2. Nafsu Lawwamah (penyesalan diri).

“Dan aku bersumpah dengan jiwa yang amat menyesali (dirinya sendiri)” (surat al-Qiyamah ayat 2).

3. Nafsu Muthmainnah (diri yang terkendali).

“Hai jiwa yang tenang. Kembalilah kepada Tuhanmu dengan hati yang puas lagi diridhai-Nya. Maka, masuklah ke dalam jama'ah hamba-hamba-Ku. Masuklah ke dalam syurga-Ku” (surat al-Fajr ayat 27-30).

Nafsu menjadi tenang bila mengikuti akal. Identitas manusia terletak pada akalnya. Dengan akal, manusia bisa hidup lebih baik dan lebih berkualitas. Tidak sekedar membuat makanan, akal manusia bisa membuat makanan yang lezat dan bergizi. Binatang yang buas dan kuat bisa ditundukkan manusia dengan akalnya. Alam lingkungan pun bisa dikuasai manusia. Akal juga mengarahkan manusia kepada kebaikan, bahkan menunjukkan kebenaran. Pekerjaan akal adalah berpikir: membedakan perkara yang benar dan salah. Akal mempu menjangkau sesuatu yang tidak bisa ditangkap oleh indera. Akal juga mampu merenungkan masa lalu, masa kini, dan meramalkan masa mendatang (al-Mawardi, 1995: 10-11).

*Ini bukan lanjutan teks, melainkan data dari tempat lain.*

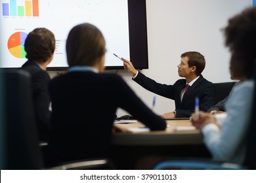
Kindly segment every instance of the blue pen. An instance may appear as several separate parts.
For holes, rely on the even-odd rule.
[[[152,110],[155,108],[156,99],[156,96],[154,95],[154,97],[153,97],[153,103],[152,103]]]
[[[198,97],[195,98],[195,119],[199,118],[199,99]]]
[[[123,61],[123,60],[122,60],[121,59],[121,58],[119,58],[119,56],[117,56],[117,55],[116,55],[115,54],[113,54],[115,56],[116,56],[117,58],[118,58],[119,59],[121,59],[122,61]]]

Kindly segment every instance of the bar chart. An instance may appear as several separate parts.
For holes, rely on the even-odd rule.
[[[10,0],[2,3],[2,10],[4,16],[39,16],[39,0],[25,0],[23,5],[18,5],[17,0]]]

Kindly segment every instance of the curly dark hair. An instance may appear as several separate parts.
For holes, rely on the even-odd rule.
[[[250,7],[231,18],[223,29],[226,46],[240,56],[244,75],[251,77],[256,59],[256,7]]]

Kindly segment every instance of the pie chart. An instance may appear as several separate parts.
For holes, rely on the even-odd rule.
[[[8,39],[8,49],[10,53],[18,58],[24,58],[26,53],[24,49],[25,40],[28,34],[24,32],[16,32]]]

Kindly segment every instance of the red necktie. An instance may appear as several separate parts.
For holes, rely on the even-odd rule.
[[[186,85],[185,92],[184,93],[184,94],[185,94],[186,92],[188,92],[188,88],[189,88],[190,87],[190,86],[189,86],[188,84],[187,84]]]

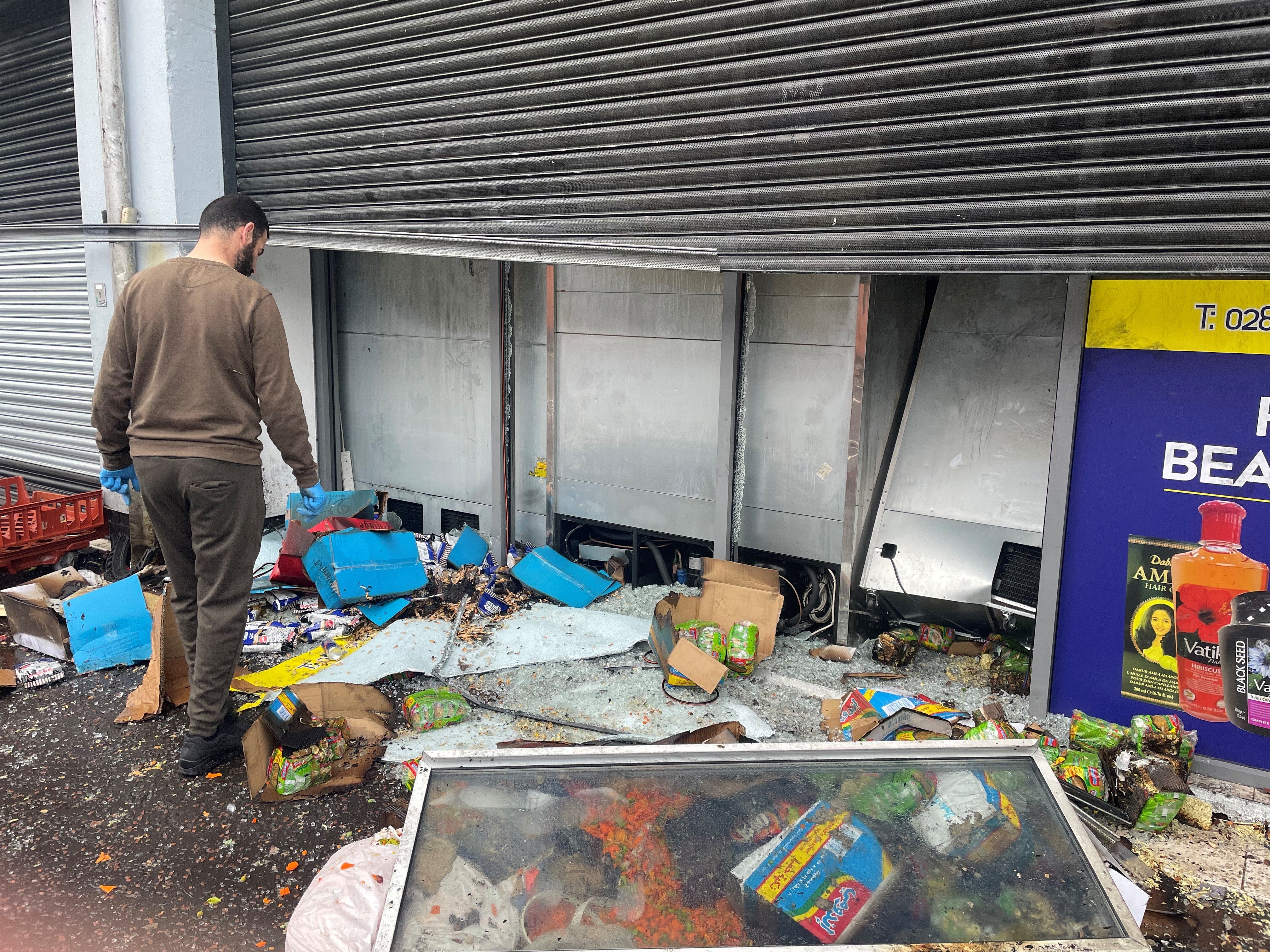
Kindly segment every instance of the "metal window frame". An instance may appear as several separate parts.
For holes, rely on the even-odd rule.
[[[396,933],[401,900],[405,895],[406,878],[414,858],[414,845],[423,820],[423,809],[434,773],[464,772],[471,768],[505,768],[541,770],[561,767],[652,767],[652,765],[706,765],[737,764],[753,767],[763,762],[806,763],[870,763],[878,760],[908,760],[926,763],[956,763],[964,760],[1012,760],[1031,762],[1041,783],[1049,791],[1058,807],[1062,823],[1066,824],[1087,872],[1095,878],[1106,895],[1111,911],[1124,929],[1124,938],[1115,939],[1041,939],[1027,942],[982,942],[982,943],[939,943],[946,952],[993,952],[993,949],[1017,949],[1026,946],[1035,952],[1149,952],[1151,946],[1133,919],[1128,905],[1120,896],[1106,866],[1099,857],[1092,838],[1085,829],[1076,807],[1067,800],[1045,758],[1034,740],[936,740],[912,744],[906,741],[879,741],[872,744],[824,743],[824,744],[720,744],[709,746],[578,746],[578,748],[536,748],[522,750],[455,750],[432,751],[419,758],[419,770],[410,795],[401,830],[401,843],[398,848],[398,861],[389,881],[387,897],[378,933],[375,937],[373,952],[391,952]],[[763,947],[781,948],[781,947]],[[899,952],[911,946],[869,944],[851,946],[861,952]],[[791,947],[789,952],[805,947]],[[626,951],[621,951],[626,952]],[[634,952],[634,951],[630,951]],[[719,952],[723,952],[720,949]]]

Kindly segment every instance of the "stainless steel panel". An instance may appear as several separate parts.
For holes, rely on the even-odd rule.
[[[0,467],[95,477],[84,245],[0,248]]]
[[[1039,546],[1040,533],[888,510],[874,529],[872,548],[860,581],[866,589],[900,592],[890,562],[878,555],[888,542],[897,547],[895,571],[903,590],[950,602],[987,604],[1001,543]]]
[[[627,486],[561,477],[556,481],[556,506],[561,515],[638,526],[671,536],[709,539],[714,529],[712,500]]]
[[[751,343],[745,505],[842,522],[853,357],[848,347]]]
[[[1059,339],[928,334],[885,506],[1040,532]]]
[[[758,310],[751,341],[855,345],[857,274],[754,274]]]
[[[719,274],[561,265],[556,275],[561,334],[719,340],[723,333]]]
[[[490,267],[335,255],[340,418],[359,484],[490,504]]]
[[[512,268],[512,307],[516,316],[516,508],[517,537],[526,536],[521,513],[546,514],[546,476],[535,476],[538,459],[547,458],[546,402],[546,267],[517,264]],[[536,524],[537,524],[536,523]]]
[[[715,457],[714,557],[732,560],[737,553],[740,527],[737,519],[737,416],[740,382],[740,352],[744,344],[745,275],[728,272],[723,278],[723,334],[719,341],[719,440]]]
[[[714,499],[718,341],[558,334],[556,347],[560,480]],[[672,531],[621,510],[594,518]]]
[[[489,340],[490,261],[335,255],[340,331]]]
[[[723,293],[723,278],[718,272],[561,264],[556,268],[556,288],[569,292],[720,294]]]
[[[1062,274],[949,274],[931,307],[932,331],[1001,336],[1063,336]]]
[[[1085,355],[1085,325],[1088,312],[1090,275],[1073,274],[1067,281],[1054,438],[1049,452],[1049,487],[1045,493],[1045,531],[1040,551],[1036,627],[1033,635],[1027,708],[1036,717],[1049,712],[1054,636],[1058,627],[1058,588],[1062,583],[1063,542],[1067,537],[1067,495],[1072,481],[1072,447],[1076,439],[1076,401],[1081,392],[1081,360]],[[1265,773],[1265,777],[1270,779],[1270,773]]]
[[[748,548],[818,562],[837,562],[842,557],[842,519],[745,505],[740,509],[740,538]]]

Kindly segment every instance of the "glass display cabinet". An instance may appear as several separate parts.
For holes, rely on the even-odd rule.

Namun demikian, tidak semua kebaikan dan kebenaran terjangkau oleh akal. Dalam hal ini, agama yang mampu menjangkaunya. Agama Islam tidak bertentangan dengan akal, bahkan tidak sedikit ajarannya yang tidak terjangkau oleh akal, seperti kejadian di Hari Kiamat, suasana sorga dan neraka, alam kubur, dan sebagainya. Islam mendorong manusia untuk mendayagunakan akalnya, agar menempati derajat yang mulia. Membaca al-Qur’an pun hars melibatkan akalnya untuk merenungi (tadabbur) ayat-ayatnya. Karenanya, manusia yang mengikuti akalnya –ia menjadi manusia sejati- lebih unggul dibanding makhluk yang lain. Sebaliknya, manusia yang tidak menggunakan akalnya –cenderung pada nafsunya- bisa disamakan dengan binatang, bahkan lebih rendah darinya. Allah WT berfirman,

“Dan sesungguhnya Kami jadikan untuk (isi neraka Jahannam) kebanyakan dari jin dan manusia, mereka mempunyai hati (akal), tetapi tidak dipergunakannya untuk memahami (ayat-ayat Allah) dan mereka mempunyai mata (tetapi) tidak dipergunakannya untuk melihat (tanda-tanda kekuasaan Allah), dan mereka mempunyai telinga (tetapi) tidak dipergunakannya untuk mendengar (ayat-ayat Allah). Mereka itu sebagai binatang ternak, bahkan mereka lebih sesat lagi. mereka Itulah orang-orang yang lalai” (surat al-A’raf ayat 179).

B. Cara Pengendalian Diri

Nafsu dan akal saling mempengaruhi hati manusia. Al-Qur’an menyebut hati dengan al-qalb (berbolak-balik) yang sering kita ucapkan dengan istilah kalbu. Hati atau kalbu ini yang menentukan sikap dan tindakan manusia, termasuk mempengaruhi kesehatan tubuh manusia. “Ingatlah, sesungguhnya dalam tubuh terdapat sepotong daging. Manakala ia baik, seluruh tubuhnya menjadi baik. Manakala ia rusak, seluruh tubuhnya menjadi rusak. Ingatlah, sepotong daging itu adalah hati”, sabda Nabi SAW (H.R. Imam Muslim, 1988: I: 47; nomor 1599). Untuk mengendalikan diri, hati harus cenderung mengikuti akalnya daripada nafsunya. Ada orang yang rela membantu orang lain tanpa pamrih. Hati orang ini tidak berpihak kepada nafsu yang mementingkan diri sendiri, melainkan cenderung kepada akal yang mengarahkannya kepada kebaikan. Pada dasarnya, semua ibadah dalam Islam –shalat, puasa, zakat, haji, membaca dan merenungkan isi al-Qur’an, dan sebagainya- memperkuat akal dan mendidik nafsu. Penting dicatat bahwa nafsu tidak boleh dihilangkan sama sekali, tetapi hanya dikendalikan atau dididik (tahdzibun nafsi). Jadi, tidak dibenarkan hidup dengan menyakiti diri, seperti hidup tanpa menikah, membiarkan perut dalam kelaparan, tidak bermasyarakat, enggan mandi, dan seterusnya. Mengendalikan nafsu berarti tidak membiarkannya berkeliaran dan juga tidak membunuhnya, melainkan mengikatnya sesuai dengan kehendak akal.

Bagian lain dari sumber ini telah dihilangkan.